Even good fortunes can see a roadmap vastly changed. Fortnite's original primary mode was what became known as Save the World, but with the success of Battle Royale, I doubt many players even know that Save the World exists. Among Us developer InnerSloth was originally working on a sequel, but the recent success of the game has seen them instead focusing on adding features planned for the sequel to the original game.
That's rare, though. Electronic Arts does not seem to see its games in the same way, and it's more likely to walk away from an underperforming title. Will Anthem ever truly relaunch? Who knows? Activision Blizzard just announced that Starcraft 2 is entering support mode in terms of further content releases, and Heroes of the Storm is a dead man walking. Crystal Dynamics is under Square Enix, so it could go either way. Will Avengers get all the fixes it needs, like Final Fantasy 14: A Realm Reborn, or will it see planned DLC cancelled, like Final Fantasy 15?
A roadmap is only as good as the game's current fortunes. Marvel's Avengers was the number one game on September's NPD charts and the Marvel license is a lucrative one, so it probably behooves Square Enix to continue to support it. And the ability to add new heroes allows Crystal Dynamics the chance to draw players back into the game: if everything in terms of mechanics and content is fixed in time for the release of Black Panther, Captain Marvel, or Spider-Man, there's a high likelihood that players will return.

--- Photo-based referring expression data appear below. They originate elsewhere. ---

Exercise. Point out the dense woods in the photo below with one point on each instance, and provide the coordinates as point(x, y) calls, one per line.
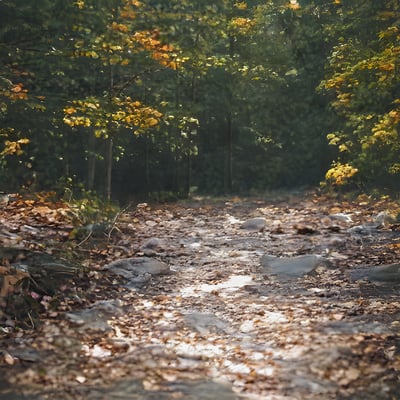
point(136, 98)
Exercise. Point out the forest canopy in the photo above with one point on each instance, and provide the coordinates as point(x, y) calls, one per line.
point(128, 98)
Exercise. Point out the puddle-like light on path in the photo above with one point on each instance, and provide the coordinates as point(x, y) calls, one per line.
point(234, 283)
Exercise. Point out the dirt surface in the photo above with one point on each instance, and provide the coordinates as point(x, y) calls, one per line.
point(218, 326)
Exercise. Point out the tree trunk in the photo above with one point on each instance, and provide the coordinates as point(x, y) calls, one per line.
point(229, 156)
point(109, 168)
point(91, 162)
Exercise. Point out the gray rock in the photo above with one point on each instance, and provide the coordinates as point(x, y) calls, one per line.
point(132, 267)
point(138, 271)
point(291, 267)
point(206, 323)
point(96, 317)
point(254, 224)
point(389, 274)
point(365, 229)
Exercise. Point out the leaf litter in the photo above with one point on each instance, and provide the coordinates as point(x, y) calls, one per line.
point(223, 324)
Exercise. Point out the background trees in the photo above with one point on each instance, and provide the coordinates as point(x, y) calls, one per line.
point(137, 97)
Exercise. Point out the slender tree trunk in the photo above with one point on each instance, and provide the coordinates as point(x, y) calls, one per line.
point(229, 155)
point(109, 167)
point(91, 162)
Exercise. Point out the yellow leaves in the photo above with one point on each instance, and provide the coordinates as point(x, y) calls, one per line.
point(15, 92)
point(69, 110)
point(294, 5)
point(119, 27)
point(14, 147)
point(242, 25)
point(240, 5)
point(80, 4)
point(126, 114)
point(385, 130)
point(340, 173)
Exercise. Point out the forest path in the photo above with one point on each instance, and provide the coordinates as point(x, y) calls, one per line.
point(220, 326)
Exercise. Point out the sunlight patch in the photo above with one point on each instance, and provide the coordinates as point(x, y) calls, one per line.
point(234, 283)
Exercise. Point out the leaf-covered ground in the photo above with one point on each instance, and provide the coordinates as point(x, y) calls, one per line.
point(218, 326)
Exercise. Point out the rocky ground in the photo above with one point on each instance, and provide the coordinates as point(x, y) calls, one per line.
point(287, 297)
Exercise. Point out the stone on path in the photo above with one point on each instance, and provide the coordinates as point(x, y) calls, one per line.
point(138, 270)
point(290, 267)
point(254, 224)
point(389, 274)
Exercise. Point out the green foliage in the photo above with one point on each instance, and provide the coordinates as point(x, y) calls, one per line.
point(160, 96)
point(363, 78)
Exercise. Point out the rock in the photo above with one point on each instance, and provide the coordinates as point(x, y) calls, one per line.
point(294, 267)
point(96, 317)
point(206, 323)
point(131, 267)
point(254, 224)
point(151, 246)
point(138, 271)
point(341, 217)
point(385, 218)
point(365, 229)
point(389, 274)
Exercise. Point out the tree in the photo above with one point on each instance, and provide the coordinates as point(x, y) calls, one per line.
point(363, 77)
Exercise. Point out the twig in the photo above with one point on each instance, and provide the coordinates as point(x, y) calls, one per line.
point(115, 219)
point(86, 238)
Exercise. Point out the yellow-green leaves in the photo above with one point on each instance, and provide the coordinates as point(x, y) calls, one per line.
point(121, 113)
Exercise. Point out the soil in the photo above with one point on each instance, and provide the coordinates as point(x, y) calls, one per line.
point(217, 326)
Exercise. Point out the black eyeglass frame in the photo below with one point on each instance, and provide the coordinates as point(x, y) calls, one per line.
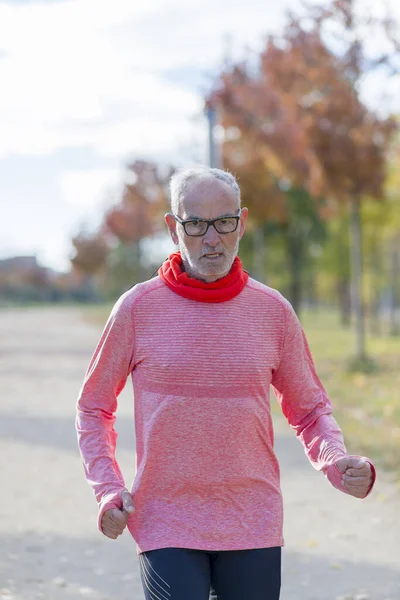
point(210, 223)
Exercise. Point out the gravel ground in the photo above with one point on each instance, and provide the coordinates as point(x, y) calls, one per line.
point(337, 547)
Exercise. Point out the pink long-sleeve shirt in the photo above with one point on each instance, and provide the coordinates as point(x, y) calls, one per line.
point(206, 475)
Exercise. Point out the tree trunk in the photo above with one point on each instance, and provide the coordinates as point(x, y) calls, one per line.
point(356, 254)
point(295, 254)
point(259, 254)
point(343, 291)
point(394, 324)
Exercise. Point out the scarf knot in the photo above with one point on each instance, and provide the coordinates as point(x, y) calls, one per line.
point(226, 288)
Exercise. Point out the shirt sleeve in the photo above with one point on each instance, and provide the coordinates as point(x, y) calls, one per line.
point(105, 378)
point(305, 403)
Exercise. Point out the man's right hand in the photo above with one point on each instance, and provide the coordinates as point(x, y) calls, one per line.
point(114, 520)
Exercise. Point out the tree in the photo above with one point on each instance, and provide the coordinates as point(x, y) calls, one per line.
point(136, 217)
point(302, 102)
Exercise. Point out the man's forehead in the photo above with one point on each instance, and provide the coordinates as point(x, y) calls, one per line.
point(207, 193)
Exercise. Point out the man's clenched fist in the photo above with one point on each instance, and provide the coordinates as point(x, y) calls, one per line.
point(114, 520)
point(357, 475)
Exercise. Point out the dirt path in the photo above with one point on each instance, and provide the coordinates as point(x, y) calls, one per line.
point(337, 547)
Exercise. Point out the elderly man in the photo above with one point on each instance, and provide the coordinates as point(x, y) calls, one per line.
point(203, 342)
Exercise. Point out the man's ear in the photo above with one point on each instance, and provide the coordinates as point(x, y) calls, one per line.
point(242, 222)
point(171, 224)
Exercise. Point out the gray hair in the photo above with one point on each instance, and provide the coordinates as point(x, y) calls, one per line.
point(181, 179)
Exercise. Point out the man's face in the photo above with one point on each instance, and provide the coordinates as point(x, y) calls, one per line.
point(208, 257)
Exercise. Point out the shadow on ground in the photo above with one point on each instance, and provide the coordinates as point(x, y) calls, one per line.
point(55, 567)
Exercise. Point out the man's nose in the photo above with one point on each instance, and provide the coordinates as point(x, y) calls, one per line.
point(212, 236)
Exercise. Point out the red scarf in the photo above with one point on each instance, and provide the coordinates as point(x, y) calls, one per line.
point(172, 274)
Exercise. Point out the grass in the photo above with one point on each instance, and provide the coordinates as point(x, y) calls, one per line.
point(365, 404)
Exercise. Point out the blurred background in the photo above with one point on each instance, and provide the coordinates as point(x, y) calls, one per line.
point(101, 101)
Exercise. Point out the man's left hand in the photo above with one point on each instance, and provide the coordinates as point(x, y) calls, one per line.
point(357, 475)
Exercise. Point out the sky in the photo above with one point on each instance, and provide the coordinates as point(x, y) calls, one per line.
point(86, 86)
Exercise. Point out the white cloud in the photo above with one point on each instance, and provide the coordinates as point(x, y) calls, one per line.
point(87, 189)
point(65, 65)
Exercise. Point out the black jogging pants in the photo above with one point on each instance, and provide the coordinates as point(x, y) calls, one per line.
point(184, 574)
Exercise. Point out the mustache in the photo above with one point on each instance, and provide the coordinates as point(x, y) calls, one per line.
point(212, 251)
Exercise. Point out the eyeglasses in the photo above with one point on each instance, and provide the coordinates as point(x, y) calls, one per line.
point(199, 227)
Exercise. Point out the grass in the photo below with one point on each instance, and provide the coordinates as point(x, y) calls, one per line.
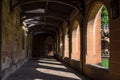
point(105, 63)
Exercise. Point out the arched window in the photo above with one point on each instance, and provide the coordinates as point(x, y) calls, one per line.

I hope that Marvel's Avengers can pull off the return. I know there are folks that really enjoy the game, and I see the nuggets of great fun in there as well. And the ability to right the ship and deliver an excellent experience after a disastrous launch is the stuff great stories are made of.
Developers of ongoing service titles do need to offer roadmaps, because players need to know what might be coming down the pipeline. But a roadmap isn't a contract, it's a handshake. That next update could happen as planned, or the developer could run into a severe speedbump, vastly changing the direction they need to pivot to. Hell, one of their own updates could break something, forcing them to fix that before working on anything new. We don't know what will happen.
So as it stands, the future of Marvel's Avengers is in limbo. Crystal Dynamics is promising a lot in their update: a ping system, multiplayer for Mega Hives, matchmaking improvements, and the new characters. And I don't think it's lying to players, anymore than it was when it promised Hawkeye this month. But plans change and reality is a cruel mistress. Sometimes the best plan is no plan at all; just a commitment to rectify the problems no matter how long it takes.
Hopefully Square Enix has that kind of commitment.